Scientist infected thousands of Amazon Indians with measles – hundreds killed

Thousands of South American Indians were infected with measles, killing hundreds, in order to for US scientists to study the effects on primitive societies of natural selection, according to a book out next month.

The astonishing story of genetic research on humans, which took 10 years to uncover, is likely to shake the world of anthropology to its core, according to Professor Terry Turner of Cornell University, who has read the proofs, The Guardian reported.

“In its scale, ramifications, and sheer criminality and corruption it is unparalleled in the history of anthropology,” Prof Turner says in a warning letter to Louise Lamphere, the president of the American Anthropology Association (AAA).

The book accuses James Neel, the geneticist who headed a long-term project to study the Yanomami people of Venezuela in the mid-60s, of using a virulent measles vaccine to spark off an epidemic which killed hundreds and probably thousands.

Once the epidemic was under way, according to the book, the research team “refused to provide any medical assistance to the sick and dying Yanomami, on explicit order from Neel. He insisted to his colleagues that they were only there to observe and record the epidemic, and that they must stick strictly to their roles as scientists, not provide medical help”.

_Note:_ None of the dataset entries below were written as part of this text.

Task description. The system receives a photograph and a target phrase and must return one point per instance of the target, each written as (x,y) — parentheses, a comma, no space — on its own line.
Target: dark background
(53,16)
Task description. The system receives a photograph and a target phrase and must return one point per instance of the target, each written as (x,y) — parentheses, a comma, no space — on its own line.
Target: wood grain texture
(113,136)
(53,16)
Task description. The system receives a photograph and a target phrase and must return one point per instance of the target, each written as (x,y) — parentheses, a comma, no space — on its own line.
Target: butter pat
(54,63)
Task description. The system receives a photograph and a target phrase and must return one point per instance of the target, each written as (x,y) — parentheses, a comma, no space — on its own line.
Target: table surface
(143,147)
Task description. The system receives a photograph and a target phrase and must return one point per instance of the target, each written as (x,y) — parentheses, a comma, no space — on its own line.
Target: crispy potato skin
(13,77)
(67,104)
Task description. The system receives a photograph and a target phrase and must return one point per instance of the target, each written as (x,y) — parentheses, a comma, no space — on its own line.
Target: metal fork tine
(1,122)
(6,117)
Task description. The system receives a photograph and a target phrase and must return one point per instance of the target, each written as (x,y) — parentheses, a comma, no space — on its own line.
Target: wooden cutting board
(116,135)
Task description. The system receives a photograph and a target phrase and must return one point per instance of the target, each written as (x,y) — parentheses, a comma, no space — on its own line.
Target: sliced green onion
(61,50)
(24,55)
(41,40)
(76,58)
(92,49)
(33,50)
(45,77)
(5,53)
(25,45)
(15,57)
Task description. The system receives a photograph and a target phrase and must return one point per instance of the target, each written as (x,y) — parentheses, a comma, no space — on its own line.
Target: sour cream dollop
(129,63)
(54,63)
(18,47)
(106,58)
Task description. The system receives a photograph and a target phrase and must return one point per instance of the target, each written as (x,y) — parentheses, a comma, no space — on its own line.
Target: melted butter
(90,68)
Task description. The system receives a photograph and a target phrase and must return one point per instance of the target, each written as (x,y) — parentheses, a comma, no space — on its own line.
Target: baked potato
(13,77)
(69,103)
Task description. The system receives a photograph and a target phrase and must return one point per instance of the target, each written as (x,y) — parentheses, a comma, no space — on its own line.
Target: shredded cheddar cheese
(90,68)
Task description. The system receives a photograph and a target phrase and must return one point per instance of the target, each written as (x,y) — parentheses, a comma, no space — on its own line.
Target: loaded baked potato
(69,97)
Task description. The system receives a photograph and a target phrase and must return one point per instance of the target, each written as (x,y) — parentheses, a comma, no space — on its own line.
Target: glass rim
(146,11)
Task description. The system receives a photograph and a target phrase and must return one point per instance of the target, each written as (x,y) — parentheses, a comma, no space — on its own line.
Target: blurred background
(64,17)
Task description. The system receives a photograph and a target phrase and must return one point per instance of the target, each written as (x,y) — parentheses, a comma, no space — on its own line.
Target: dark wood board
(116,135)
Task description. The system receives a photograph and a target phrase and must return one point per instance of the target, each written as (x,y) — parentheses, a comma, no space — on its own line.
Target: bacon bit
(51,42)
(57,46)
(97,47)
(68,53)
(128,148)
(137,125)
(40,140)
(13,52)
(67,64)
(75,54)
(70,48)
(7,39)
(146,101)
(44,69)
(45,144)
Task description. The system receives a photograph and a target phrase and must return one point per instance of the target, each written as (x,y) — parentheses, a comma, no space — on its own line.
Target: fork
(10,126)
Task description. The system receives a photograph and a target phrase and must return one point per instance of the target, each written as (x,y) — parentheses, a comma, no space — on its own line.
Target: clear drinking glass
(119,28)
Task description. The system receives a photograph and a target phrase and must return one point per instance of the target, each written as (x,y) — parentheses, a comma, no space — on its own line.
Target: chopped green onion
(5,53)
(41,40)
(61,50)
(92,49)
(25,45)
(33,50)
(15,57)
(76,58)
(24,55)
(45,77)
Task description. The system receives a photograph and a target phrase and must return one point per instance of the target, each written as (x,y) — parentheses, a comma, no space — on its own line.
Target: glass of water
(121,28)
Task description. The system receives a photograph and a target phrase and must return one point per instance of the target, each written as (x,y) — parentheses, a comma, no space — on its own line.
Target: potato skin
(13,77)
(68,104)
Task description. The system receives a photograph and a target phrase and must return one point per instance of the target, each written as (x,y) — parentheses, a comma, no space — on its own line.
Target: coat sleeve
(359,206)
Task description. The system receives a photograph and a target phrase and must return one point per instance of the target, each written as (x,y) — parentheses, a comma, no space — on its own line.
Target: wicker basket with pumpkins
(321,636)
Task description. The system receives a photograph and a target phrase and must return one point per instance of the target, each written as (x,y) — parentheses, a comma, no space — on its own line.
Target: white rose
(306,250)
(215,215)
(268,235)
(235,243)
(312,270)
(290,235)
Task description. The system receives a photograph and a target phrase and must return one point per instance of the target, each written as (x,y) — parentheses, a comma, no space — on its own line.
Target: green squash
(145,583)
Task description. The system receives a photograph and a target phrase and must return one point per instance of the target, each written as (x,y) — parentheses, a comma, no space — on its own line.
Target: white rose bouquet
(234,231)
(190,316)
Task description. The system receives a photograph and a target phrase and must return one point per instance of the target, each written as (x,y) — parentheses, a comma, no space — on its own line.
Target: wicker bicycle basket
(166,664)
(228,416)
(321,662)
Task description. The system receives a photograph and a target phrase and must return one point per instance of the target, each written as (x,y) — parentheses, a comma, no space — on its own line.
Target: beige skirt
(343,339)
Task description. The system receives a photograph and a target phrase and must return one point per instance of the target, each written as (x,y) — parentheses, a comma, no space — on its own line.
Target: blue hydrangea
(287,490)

The book, Darkness in El Dorado by the investigative journalist Patrick Tierney, is due to be published on October 1. Prof Turner, whose letter was co-signed by fellow anthropologist Leslie Sponsel of the University of Hawaii, was trying to warn the AAA of the impending scandal so the profession could defend itself.

Although Neel died last February, many of his associates, some of them authors of classic anthropology texts, are still alive.

The accusations will be the main focus of the AAA’s AGM in November, when the surviving scientists have been invited to defend their work. None have commented publicly, but they are asking colleagues to come to their defence.